Strikes take place as local authorities announce a 58-hour curfew in the city starting on Friday.

A local resident gestures near burned cars destroyed by a Russian military strike in Kherson
Russian forces withdrew from Kherson city in November, crossing to the eastern side of the Dnipro River that now delineates part of the front line in southern Ukraine [File: Anna Voitenko/Reuters]

Ukrainian President Volodymyr Zelenskyy said at least 21 people have been killed in Russian strikes on Ukraine’s southern Kherson region on Wednesday, as local authorities announced the introduction of a curfew in the main eponymous city.

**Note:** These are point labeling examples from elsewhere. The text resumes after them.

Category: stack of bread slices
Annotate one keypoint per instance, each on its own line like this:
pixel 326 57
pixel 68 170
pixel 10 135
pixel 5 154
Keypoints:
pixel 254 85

“As of now, 21 people have been killed! 48 wounded!”, Zelenskyy said on Telegram. He said the shelling hit “a railway station and a crossing, a house, a hardware store, a grocery supermarket and a gas station”.

Reporting from Kherson, Al Jazeera’s Tamer al-Samadi said the artillery strikes hit one of the few working superstores in the city, with victims including both staff and customers.

“The venue was shelled and as a result, the entire building was damaged,” al-Samadi said from the scene near dead bodies lying on the ground in a pool of blood.

There was no immediate comment by Russia.

The strikes came as Ukraine prepares for a spring offensive. The city of Kherson – from which Russian forces withdrew last November – is located near the front line in southern Ukraine.

Separately on Wednesday, officials announced that Kherson will be under curfew from 17:00 GMT on Friday until 03:00 GMT on Monday.  Ukrainian authorities in the past have introduced similar measures to facilitate troop and arms movements.

“During these 58 hours, it is forbidden to move on the streets of the city. The city will also be closed for entry and exit,” the head of Kherson’s regional military administration, Oleksandr Prokudin, said on Telegram, advising residents to stock up on food and medicine.

Prokudin said residents could go for short walks near their houses or visit shops but should carry identity documents with them.

“Such temporary restrictions are necessary for the law enforcement officers to do their job and not put you in danger,” he wrote.

Kherson was captured by Russian troops in the first days of the February 2022 invasion and remained under Russian occupation until November 2022.

Russian forces at the time withdrew from the city, crossing to the eastern side of the Dnipro River, which now delineates part of the front line in southern Ukraine.

Also on Wednesday, Russia accused Ukraine of a failed attempt to assassinate President Vladimir Putin in an overnight drone attack on the Kremlin citadel in the capital, Moscow. It said Putin was safe and threatened to retaliate.

Ukraine denied any role in the alleged incident and reported alerts for air raids over the capital, Kyiv, and other cities.